Preliminary results of a long-term study of the career paths of Ph.D.s show that unemployment among Ph.D.s is low and that job satisfaction is high among Ph.D.s in non-academic posts.

Special Issue

The study, "Ph.D.s - Ten Years Later," is being undertaken by Maresi Nerad, director of graduate research at the University of California-Berkeley, with support from the Mellon Foundation and the National Science Foundation.

The study, launched in fall 1995, surveyed 6,000 Ph.D. holders from 61 U.S. universities - including UConn - in six disciplines: biochemistry, computer science, electrical engineering, English, mathematics and political science. Nerad mailed a 22-page survey to all those who received a Ph.D. from the participating universities in the years 1983, 1984, and 1985. The survey met with a response rate of more than 70 percent. Nerad also has conducted individual interviews with 65 of the survey participants.

Although the study is not yet published, Nerad shared some of her preliminary findings during a phone interview with the Advance.

The findings include

  • The unemployment rate among participants at the end of 1995 was less than 1 percent.

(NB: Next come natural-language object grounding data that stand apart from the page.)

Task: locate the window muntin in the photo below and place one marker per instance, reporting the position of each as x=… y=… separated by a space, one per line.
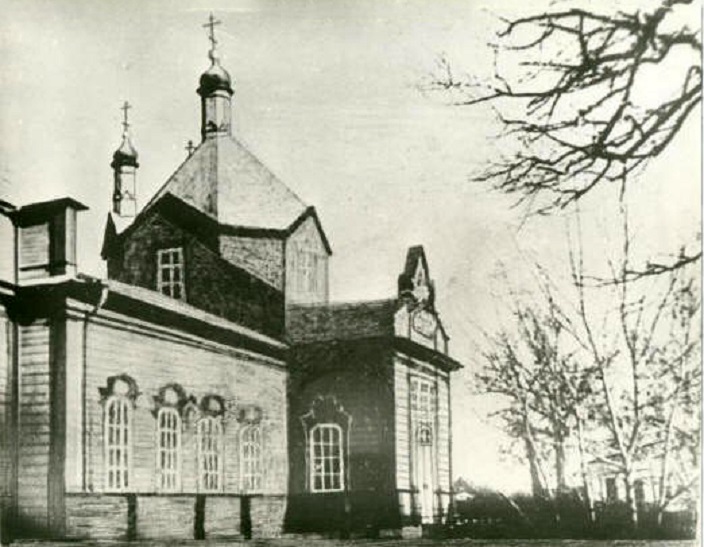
x=251 y=454
x=326 y=458
x=117 y=443
x=210 y=454
x=170 y=273
x=169 y=448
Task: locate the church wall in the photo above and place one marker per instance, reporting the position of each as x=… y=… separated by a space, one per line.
x=210 y=283
x=153 y=358
x=306 y=266
x=260 y=256
x=357 y=376
x=406 y=425
x=5 y=398
x=34 y=422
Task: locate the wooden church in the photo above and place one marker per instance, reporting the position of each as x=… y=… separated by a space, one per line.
x=208 y=388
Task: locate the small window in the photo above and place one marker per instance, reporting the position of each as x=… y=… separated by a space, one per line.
x=326 y=458
x=639 y=491
x=169 y=448
x=170 y=273
x=611 y=489
x=422 y=396
x=117 y=442
x=210 y=441
x=425 y=436
x=251 y=445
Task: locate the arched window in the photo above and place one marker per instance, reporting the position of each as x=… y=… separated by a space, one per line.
x=251 y=456
x=118 y=439
x=326 y=458
x=210 y=454
x=169 y=448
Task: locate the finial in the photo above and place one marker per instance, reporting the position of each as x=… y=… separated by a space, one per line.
x=125 y=123
x=211 y=24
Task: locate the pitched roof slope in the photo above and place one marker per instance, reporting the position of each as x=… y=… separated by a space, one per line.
x=319 y=322
x=226 y=181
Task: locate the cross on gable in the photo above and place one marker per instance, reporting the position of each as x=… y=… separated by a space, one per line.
x=211 y=24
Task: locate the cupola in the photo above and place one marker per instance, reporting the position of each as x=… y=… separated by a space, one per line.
x=124 y=165
x=215 y=92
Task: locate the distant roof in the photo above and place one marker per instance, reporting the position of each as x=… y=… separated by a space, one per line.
x=227 y=182
x=312 y=323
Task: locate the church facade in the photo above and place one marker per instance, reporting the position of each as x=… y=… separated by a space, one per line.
x=209 y=388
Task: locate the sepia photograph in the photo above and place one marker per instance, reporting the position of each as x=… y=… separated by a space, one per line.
x=351 y=272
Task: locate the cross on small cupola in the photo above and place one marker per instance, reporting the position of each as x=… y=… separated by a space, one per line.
x=414 y=283
x=210 y=25
x=124 y=164
x=125 y=118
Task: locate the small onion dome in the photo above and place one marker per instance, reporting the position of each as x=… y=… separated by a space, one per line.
x=215 y=78
x=125 y=155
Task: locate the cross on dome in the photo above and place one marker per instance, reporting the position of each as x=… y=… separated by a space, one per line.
x=125 y=122
x=211 y=24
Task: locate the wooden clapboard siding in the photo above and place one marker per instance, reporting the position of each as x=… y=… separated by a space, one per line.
x=443 y=436
x=5 y=431
x=154 y=360
x=403 y=457
x=34 y=422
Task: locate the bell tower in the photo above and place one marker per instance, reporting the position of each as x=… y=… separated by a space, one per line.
x=215 y=92
x=124 y=164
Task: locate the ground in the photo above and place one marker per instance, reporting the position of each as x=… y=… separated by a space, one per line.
x=306 y=542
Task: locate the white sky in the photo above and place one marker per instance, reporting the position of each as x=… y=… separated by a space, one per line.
x=326 y=96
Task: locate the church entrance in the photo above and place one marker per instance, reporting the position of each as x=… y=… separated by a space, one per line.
x=424 y=474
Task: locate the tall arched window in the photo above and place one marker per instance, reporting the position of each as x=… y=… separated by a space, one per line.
x=210 y=454
x=118 y=439
x=326 y=458
x=169 y=448
x=251 y=456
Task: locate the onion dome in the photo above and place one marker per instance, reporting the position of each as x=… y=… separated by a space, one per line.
x=215 y=78
x=125 y=154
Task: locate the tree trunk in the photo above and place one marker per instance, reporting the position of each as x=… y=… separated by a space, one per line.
x=560 y=464
x=585 y=473
x=535 y=475
x=631 y=499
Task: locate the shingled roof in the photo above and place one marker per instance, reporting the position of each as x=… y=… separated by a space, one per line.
x=320 y=322
x=227 y=182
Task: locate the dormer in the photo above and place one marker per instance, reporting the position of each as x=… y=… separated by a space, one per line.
x=46 y=237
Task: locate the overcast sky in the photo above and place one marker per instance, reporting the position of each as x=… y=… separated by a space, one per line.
x=326 y=95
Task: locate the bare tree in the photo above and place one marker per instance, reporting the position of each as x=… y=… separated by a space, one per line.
x=543 y=388
x=647 y=373
x=574 y=93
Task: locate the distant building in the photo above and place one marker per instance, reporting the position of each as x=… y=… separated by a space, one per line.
x=208 y=388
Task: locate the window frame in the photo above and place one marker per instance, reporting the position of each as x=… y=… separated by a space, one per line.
x=206 y=456
x=174 y=433
x=251 y=451
x=314 y=458
x=123 y=433
x=176 y=263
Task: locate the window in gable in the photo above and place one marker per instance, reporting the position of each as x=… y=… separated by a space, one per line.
x=170 y=273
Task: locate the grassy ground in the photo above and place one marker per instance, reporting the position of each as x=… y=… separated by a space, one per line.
x=298 y=542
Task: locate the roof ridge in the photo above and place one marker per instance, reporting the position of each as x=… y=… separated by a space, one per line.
x=344 y=303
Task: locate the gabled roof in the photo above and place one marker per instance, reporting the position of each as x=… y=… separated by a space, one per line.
x=227 y=182
x=318 y=322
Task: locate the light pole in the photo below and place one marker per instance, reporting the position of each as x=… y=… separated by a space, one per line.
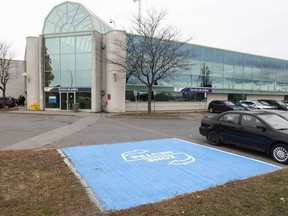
x=139 y=12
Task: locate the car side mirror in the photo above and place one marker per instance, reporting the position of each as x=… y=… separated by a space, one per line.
x=261 y=127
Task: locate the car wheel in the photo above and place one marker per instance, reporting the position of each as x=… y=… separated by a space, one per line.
x=214 y=138
x=279 y=153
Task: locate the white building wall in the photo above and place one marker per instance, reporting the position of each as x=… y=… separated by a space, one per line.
x=32 y=70
x=97 y=72
x=115 y=75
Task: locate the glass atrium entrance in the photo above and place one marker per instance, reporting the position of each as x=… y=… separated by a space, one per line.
x=67 y=99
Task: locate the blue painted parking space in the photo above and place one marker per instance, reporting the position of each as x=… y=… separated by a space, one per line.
x=126 y=175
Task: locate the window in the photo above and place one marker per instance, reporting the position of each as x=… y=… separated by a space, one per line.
x=250 y=121
x=231 y=118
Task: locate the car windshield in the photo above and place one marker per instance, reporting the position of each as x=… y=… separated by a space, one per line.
x=281 y=103
x=264 y=103
x=275 y=121
x=258 y=103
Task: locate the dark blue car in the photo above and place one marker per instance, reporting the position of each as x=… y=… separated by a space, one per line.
x=256 y=130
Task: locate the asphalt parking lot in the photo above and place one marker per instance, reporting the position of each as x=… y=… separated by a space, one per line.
x=28 y=130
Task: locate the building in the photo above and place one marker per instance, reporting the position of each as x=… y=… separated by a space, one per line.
x=66 y=65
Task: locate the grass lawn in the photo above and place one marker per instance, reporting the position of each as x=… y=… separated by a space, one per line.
x=38 y=182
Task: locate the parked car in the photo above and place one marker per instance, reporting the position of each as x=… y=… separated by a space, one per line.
x=277 y=104
x=222 y=106
x=282 y=113
x=9 y=102
x=256 y=104
x=246 y=106
x=256 y=130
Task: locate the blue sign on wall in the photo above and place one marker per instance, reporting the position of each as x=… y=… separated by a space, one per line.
x=199 y=90
x=52 y=99
x=126 y=175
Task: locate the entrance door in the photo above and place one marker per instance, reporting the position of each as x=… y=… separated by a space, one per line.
x=67 y=100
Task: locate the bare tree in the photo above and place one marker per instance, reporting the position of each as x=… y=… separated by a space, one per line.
x=6 y=57
x=153 y=51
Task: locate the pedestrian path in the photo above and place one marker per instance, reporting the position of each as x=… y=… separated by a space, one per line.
x=49 y=137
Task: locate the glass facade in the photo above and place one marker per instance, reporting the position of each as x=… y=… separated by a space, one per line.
x=226 y=72
x=73 y=17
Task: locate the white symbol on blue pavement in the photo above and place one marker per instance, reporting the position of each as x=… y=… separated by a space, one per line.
x=173 y=158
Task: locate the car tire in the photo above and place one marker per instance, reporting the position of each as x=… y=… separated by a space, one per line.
x=279 y=153
x=213 y=138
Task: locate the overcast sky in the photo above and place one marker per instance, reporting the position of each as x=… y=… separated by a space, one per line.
x=258 y=27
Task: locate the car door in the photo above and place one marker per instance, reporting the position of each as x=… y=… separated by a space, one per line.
x=251 y=133
x=228 y=127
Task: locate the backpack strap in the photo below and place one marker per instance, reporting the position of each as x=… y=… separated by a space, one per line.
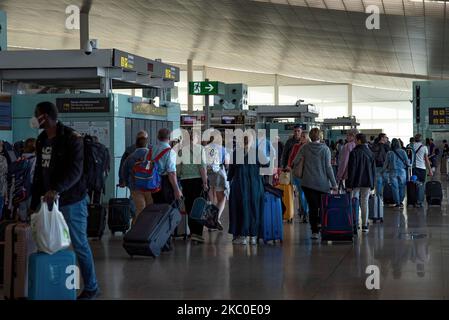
x=160 y=155
x=149 y=154
x=403 y=161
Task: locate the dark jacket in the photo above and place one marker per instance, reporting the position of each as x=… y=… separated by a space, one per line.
x=287 y=150
x=380 y=151
x=361 y=168
x=126 y=154
x=66 y=168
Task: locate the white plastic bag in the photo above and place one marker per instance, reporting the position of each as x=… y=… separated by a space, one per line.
x=50 y=231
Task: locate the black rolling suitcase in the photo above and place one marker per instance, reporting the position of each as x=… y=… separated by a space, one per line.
x=119 y=214
x=152 y=230
x=388 y=194
x=96 y=222
x=376 y=209
x=434 y=193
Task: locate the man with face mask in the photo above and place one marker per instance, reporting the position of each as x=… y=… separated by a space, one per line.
x=140 y=135
x=59 y=173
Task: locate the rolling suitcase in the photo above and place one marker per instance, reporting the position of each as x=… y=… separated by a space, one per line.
x=337 y=219
x=388 y=194
x=288 y=201
x=48 y=276
x=272 y=224
x=3 y=226
x=19 y=245
x=356 y=214
x=152 y=230
x=96 y=221
x=119 y=214
x=415 y=193
x=434 y=193
x=376 y=209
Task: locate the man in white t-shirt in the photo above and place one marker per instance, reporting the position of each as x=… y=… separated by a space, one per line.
x=422 y=161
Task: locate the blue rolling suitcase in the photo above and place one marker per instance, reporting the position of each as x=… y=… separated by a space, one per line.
x=49 y=276
x=388 y=194
x=272 y=226
x=356 y=214
x=152 y=230
x=337 y=218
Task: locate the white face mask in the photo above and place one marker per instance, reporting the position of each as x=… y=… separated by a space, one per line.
x=34 y=123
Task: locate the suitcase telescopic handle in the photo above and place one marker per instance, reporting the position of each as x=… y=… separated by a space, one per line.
x=116 y=191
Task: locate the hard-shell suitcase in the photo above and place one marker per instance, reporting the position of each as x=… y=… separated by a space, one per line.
x=337 y=219
x=119 y=214
x=376 y=209
x=3 y=226
x=434 y=193
x=388 y=194
x=415 y=193
x=288 y=200
x=96 y=222
x=152 y=230
x=272 y=224
x=19 y=245
x=356 y=214
x=50 y=276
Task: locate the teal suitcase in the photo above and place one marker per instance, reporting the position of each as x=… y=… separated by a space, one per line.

  • People working in sectors other than academia (industry, business, government and non- profit organizations) are very satisfied with their employment.

  • Within the academic sector, the percentage of people now employed in academia varies enormously by discipline. Among the disciplines in the survey, the lowest rate was in electrical engineering, the highest in English.

  • Of those with a Ph.D. in English who now hold academic posts, many have held positions as temporary lecturers and a significant number are still on one-year appointments.

  • People with a Ph.D. in biochemistry who now hold an academic post on average spent four to five years in post-doctoral positions.

  • Many Ph.D. holders said that they did not feel valued by their department if they chose not to pursue an academic career.